C.White blood cell (WBC), culture, and sensitivity of breast milk to identify bacteria for persistent signs of infection or if antibiotic treatment is unsuccessful.

D.Urine or wound cultures, if applicable.

E.Ultrasound considered if breast is not responding to treatment to evaluate for breast abscess.

Differential Diagnoses

A.Mastitis: Fever, chills, and malaise in conjunction with unilateral breast pain.

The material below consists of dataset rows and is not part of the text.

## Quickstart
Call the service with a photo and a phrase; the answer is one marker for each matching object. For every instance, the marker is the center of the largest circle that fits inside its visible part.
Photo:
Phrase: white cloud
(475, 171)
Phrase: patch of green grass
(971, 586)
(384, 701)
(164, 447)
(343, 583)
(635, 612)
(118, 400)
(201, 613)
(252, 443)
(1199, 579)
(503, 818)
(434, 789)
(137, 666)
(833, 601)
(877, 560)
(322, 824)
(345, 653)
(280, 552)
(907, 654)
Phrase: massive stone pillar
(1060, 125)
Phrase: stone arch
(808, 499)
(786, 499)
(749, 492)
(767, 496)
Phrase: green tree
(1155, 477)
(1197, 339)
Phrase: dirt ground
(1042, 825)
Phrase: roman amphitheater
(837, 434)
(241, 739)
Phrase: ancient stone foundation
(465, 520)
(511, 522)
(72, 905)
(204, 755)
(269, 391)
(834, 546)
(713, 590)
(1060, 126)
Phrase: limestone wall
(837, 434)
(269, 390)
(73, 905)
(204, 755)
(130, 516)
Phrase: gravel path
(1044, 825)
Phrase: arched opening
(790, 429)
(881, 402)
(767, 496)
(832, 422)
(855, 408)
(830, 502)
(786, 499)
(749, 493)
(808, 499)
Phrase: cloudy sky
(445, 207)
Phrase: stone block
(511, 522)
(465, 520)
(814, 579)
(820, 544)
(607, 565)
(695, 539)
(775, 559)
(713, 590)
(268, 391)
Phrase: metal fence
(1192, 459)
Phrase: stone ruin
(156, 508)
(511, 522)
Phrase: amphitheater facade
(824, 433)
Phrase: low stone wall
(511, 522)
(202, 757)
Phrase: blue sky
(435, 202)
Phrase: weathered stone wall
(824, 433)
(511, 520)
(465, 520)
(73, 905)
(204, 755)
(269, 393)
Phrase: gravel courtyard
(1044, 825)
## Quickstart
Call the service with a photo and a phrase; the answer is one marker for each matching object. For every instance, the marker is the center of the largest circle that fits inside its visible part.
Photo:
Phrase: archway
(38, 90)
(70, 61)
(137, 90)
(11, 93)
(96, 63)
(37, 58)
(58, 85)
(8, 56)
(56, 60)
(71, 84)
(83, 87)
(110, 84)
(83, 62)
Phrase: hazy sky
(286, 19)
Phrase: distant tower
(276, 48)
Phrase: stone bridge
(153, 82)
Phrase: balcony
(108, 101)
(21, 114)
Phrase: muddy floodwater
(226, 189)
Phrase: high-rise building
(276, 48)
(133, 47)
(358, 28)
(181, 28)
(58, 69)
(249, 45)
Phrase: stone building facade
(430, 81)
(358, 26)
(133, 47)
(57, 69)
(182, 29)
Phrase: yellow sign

B.Breast engorgement: Bilateral presentation of breast discomfort.

C.Breast abscess: Discharge of purulent exudate from nipple, masses, or reddened areas that develop a bluish hue of the skin over the area of abscess.

D.Clogged milk duct.

E.Viral syndrome.

F.Inflammatory breast cancer.

Plan

A.General interventions:

1.Encourage self-care and support. Advise the family to assist the patient with self-care and infant care during this acute period. The woman may feel extremely ill for the first 24 to 48 hours of therapy and may find it difficult to continue breastfeeding, as well as perform self-care and newborn care activities.

B.Patient education:

1. See Section III: Patient Teaching Guide Mastitis.

2.Advise the patient to continue to breastfeed or pump to maintain milk supply.

3.Stress the importance of continuation of breastfeeding or pumping despite infection.

C.Dietary management:

1.There are no dietary restrictions.

2.Have the patient increase fluid intake with increased temperature (at least 10–12 glasses a day).

3.Encourage her to eliminate caffeine, if possible, or use in moderation.

D.Pharmaceutical therapy:

1.Antibiotics:

a.Nonsevere with no methicillin-resistant Staphylococcus aureus (MRSA) risk factors: Dicloxacillin 500 mg orally every 6 hours OR cephalexin 500 mg orally every 6 hours for 10 to 14 days to reduce relapse; however, 5 to 7 days can be used if rapid response occurs. If beta-lactam hypersensitive: Clindamycin 300 mg orally every 8 hours.

b.Nonsevere with MRSA risk factors: Clindamycin 300 mg orally every 8 hours. Trimethoprimsulfamethoxazole (breastfeeding toxicity) one doublestrength tablet orally every 12 hours.

c.Severe: Vancomycin 15 to 20 mg/kg/dose every 8 to 12 hours, not to exceed 2 g per dose depending on breast milk and blood culture results.

2.Advise the patient to complete the full course of antibiotics even if symptoms are improved sooner.

3.Candidal vaginitis may develop secondary to antibiotic therapy. The patient should be aware of the signs, symptoms, and treatment plan if it should occur.

4.Acetaminophen (Tylenol) or ibuprofen for pain management.

5.The patient may require pain medication if acetaminophen (Tylenol) or ibuprofen is not effective. Use acetaminophen with codeine phosphate (Tylenol No. 3) or other narcotic as needed for pain.

Follow-Up

A.Evaluate the patient in 48 hours if a breast abscess is suspected; assess need for surgical consultation.

Consultation/Referral

A.Consult a physician if a breast abscess is suspected, for persistent signs of infection, or if antibiotic treatment is unsuccessful. Treatment of a breast abscess may include surgical incision and drainage of the abscess.

B.Notify the pediatrician if mastitis is diagnosed.